Just going to throw my opinion in here quick. I am by no means an audiophile - just within the past month, I have finally found one track I can differentiate FLAC from MP3... and that's because the mastering had so much ultra-high end that it causes some wishy-washy noise in the left channel when deleted. My turntable is also very basic and my speakers would make many here weep. My point is, I love the music more than I love the "ultimate high fidelity experience". So my opinion, as a consumer interested in IR's output, is limited and certainly falls in the broader reaches of the label's target audience. That said, I have a handful of hybrid SACDs which I got for a well-mastered redbook layer. I was alerted to this thread by the decision to do the Church albums. I love the Church to pieces and would kill for a well-mastered CD of the two El Momento acoustic albums (suggested a few months back). I personally have no use for hi-res, but I would never discourage anyone from choosing it. But at the same time, I would weep if there were good-sounding Church remasters that I was unable to get on my computer. I don't know the cost incurred by adding a hybrid/redbook layer to a SACD; it's probably been mentioned in the thread, but I haven't read through all of it. (There's also a possibility I'm wasting my time, and that they already ARE hybrids, but I haven't seen that confirmed.) My point, which is obscured by sleeplessness, hunger, and an inability to communicate effectively, is that I really dig the idea of this label, doing dedicated reissues at the highest possible quality. I'm on the lower end of the spectrum for the audience here, but - and I think some will agree - getting poor-sounding albums to sound good on a technically inferior format opens up a much wider audience base. If I didn't make sense let me know. I suspect this reads like a concussed person explaining the plot of a movie.

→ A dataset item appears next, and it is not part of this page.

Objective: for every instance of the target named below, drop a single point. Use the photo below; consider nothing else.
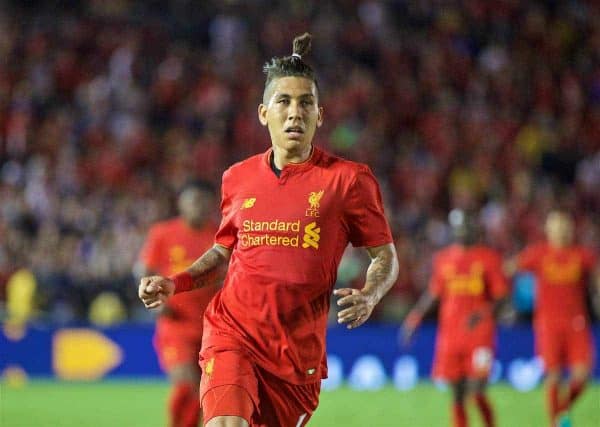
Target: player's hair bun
(301, 45)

That's how I remember the majority of the complaints. I have hundreds of SACDs in my collection, and only access the CD layer once if I want to rip FLAC or MP3 files to play on my home network or in my car. Otherwise, it's always the SACD layers that I play. Craig.
Exactly, they used the cheapest quality possible and considering they were the same price as the APO and Mofi releases it was totally unacceptable.
Before I forget, legitimate request(s): Thin Lizzy's albums Black Rose and Thunder and Lightning. Like Pure Prairie League's first two albums these are in SORE need of remixes to restore bottom end. I'm not joking. Listen to any other Lizzy album, in any format of your choosing (vinyl, reel-to-reel, SACD, HDdownload...)and A/B compare ANY of their other albums to the aforementioned two and see how disgustingly THIN the bottom end on on those cracking final two Lizzy albums are...you'll balk. I guarantee. I don't know if they were trying to compete with punk movement, if they were blowin' snow or if the producer/engineer was just incompetent but it's a travesty. A band...with Phil Lynott as their bassist putting out wimpy, bottom end-less albums? And make no mistake, they are craicin' albums...but boy are they sorely missing where it counts mix wise. I don't care who does it but these two albums also sorely in of need saving. Ok...enough whiskey for tonight, but still...
Just to clarify, you said Lizzy's final two albums, you may mean Thunder and Lightning and Renegade, Black Rose was prior to those two.
Damn. Yeah. Renegade is okay to me. I meant Black Rose and Thunder & Lightning. But "two of the three final albums" doesn't have the same ring. Fair play.